You can annotate your ExpressionSet using annotateEset
in the affycoretools package, which explicitly allows you to control for the multiple mappings.
But do note that there are levels of multiple mappings here. When you ask for various annotations, there are ambiguities that arise between annotation groups (e.g., NCBI and EBI/EMBL don't always agree on what is and is not a gene or whatever), and even within annotation groups (e.g., HUGO symbols are intended to be unique, but they are inextricably linked with 'aliases' which are not intended to be unique, necessarily, and might be intended to be memorable instead). The same is true of Entrez Gene IDs - as we go through time, things that were once thought to be different things end up being the same thing, and one or more Entrez Gene IDs get retired. Maybe in future we will have these ambiguities ironed out, but we don't yet.
As an example of NCBI -> EBI disagreements:
> select(org.Hs.eg.db, "23", "ENSEMBL")
'select()' returned 1:many mapping between keys and columns
ENTREZID ENSEMBL
1 23 ENSG00000204574
2 23 ENSG00000225989
3 23 ENSG00000232169
4 23 ENSG00000231129
5 23 ENSG00000206490
6 23 ENSG00000236149
7 23 ENSG00000236342
And then there is the issue of Affy putting multiple probesets on the array that may or may not measure the same gene. Which is a separate issue from the fact that Affy will say that a given probeset measures any transcript that is within the boundary of the genomic region that the probeset is intended to measure. In other words, say there is a gene X, and within the first intron of gene X, there is another gene (gene Y), and in the first exon of gene X there is an miRNA. In that situation Affy may well say that the probeset that measures transcripts from that region will measure all of those things. Therefore you have a many-to-one problem, as well as a one-to-many problem with the Affy mappings.

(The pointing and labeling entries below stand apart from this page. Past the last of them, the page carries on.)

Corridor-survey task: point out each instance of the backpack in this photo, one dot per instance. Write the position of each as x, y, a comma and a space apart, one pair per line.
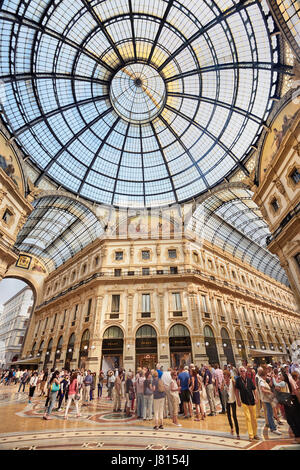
161, 387
147, 390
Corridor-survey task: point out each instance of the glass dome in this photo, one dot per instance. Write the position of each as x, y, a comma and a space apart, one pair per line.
136, 103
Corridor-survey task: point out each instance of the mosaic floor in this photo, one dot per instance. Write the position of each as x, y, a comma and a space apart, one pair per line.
22, 428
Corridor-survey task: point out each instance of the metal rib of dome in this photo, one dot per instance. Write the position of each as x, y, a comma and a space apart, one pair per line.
137, 103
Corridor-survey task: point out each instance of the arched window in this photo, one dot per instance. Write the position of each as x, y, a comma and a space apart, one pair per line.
179, 331
208, 332
224, 333
41, 348
146, 331
113, 332
261, 341
71, 341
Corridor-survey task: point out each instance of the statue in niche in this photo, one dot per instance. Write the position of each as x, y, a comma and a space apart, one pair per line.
7, 165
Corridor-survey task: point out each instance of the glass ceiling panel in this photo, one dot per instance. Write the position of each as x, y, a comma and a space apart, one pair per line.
153, 102
233, 222
57, 229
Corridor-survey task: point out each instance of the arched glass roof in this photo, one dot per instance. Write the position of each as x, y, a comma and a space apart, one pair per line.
57, 229
137, 102
230, 220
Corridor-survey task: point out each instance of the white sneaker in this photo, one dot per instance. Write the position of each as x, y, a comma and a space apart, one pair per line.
276, 432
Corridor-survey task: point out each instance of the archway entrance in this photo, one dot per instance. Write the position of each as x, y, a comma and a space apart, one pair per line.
112, 349
227, 347
241, 345
48, 353
146, 347
57, 354
84, 349
210, 346
180, 346
70, 350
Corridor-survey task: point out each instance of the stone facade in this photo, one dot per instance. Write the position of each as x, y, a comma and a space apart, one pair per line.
278, 196
219, 300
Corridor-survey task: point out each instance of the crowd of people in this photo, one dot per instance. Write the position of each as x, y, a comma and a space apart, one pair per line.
271, 391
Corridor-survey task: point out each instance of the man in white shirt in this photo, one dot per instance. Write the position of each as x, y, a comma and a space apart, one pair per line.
167, 379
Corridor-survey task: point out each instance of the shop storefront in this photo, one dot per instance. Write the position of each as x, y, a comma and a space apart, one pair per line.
210, 346
227, 347
180, 346
241, 346
69, 354
112, 349
146, 347
84, 349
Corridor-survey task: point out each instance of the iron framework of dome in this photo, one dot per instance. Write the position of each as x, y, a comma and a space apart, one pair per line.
137, 103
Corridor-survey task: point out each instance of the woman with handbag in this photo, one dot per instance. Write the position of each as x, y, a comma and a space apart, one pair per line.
74, 395
267, 397
291, 403
54, 386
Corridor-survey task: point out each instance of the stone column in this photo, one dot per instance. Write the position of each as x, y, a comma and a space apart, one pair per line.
95, 349
163, 353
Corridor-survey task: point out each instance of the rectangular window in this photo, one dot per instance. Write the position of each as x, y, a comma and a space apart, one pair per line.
145, 254
204, 303
245, 314
146, 303
75, 312
7, 216
275, 205
295, 175
119, 255
177, 301
89, 307
115, 303
219, 304
297, 259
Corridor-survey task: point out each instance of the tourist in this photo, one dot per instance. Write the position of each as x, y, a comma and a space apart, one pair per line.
292, 411
230, 402
63, 390
54, 386
129, 394
110, 383
209, 388
139, 389
166, 378
23, 380
100, 383
195, 391
43, 383
117, 392
87, 383
158, 400
174, 392
267, 398
184, 381
246, 396
32, 385
148, 396
219, 378
73, 395
93, 386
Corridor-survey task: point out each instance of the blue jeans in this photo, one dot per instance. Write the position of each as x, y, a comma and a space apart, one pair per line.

So the answer to your question as to which is most appropriate is to ask 'To whom?'. What is and is not appropriate is a rather personal thing, no? In annotateEset
, I take the most naive approach possible, and simply take the first annotation of any multiple-mapping probeset. People have argued against that idea, with their own reasoning, and I don't necessarily disagree, but I don't necessarily agree either.
And as for the multiple probesets that measure the same gene, each of those may measure splice variants. Or not. Or maybe it's a combination of things. Who knows? The genefilter package has a function called findLargest
that takes the (naive, to me) approach of choosing the probeset that has the biggest difference in a given comparison as the one to use. That's one way you could go. Or you could use an MBNI re-mapped probeset (I think they have those for the HTA array). Or you could just report the top set of probesets and then look more closely at them, and see if there are other probesets for a differentially expressed gene that don't agree, and then figure out why not. I think you could argue cogently for any of those approaches, and most reasonable people would say 'OK, why not?'.
Although old, very helpful response. Many thanks James.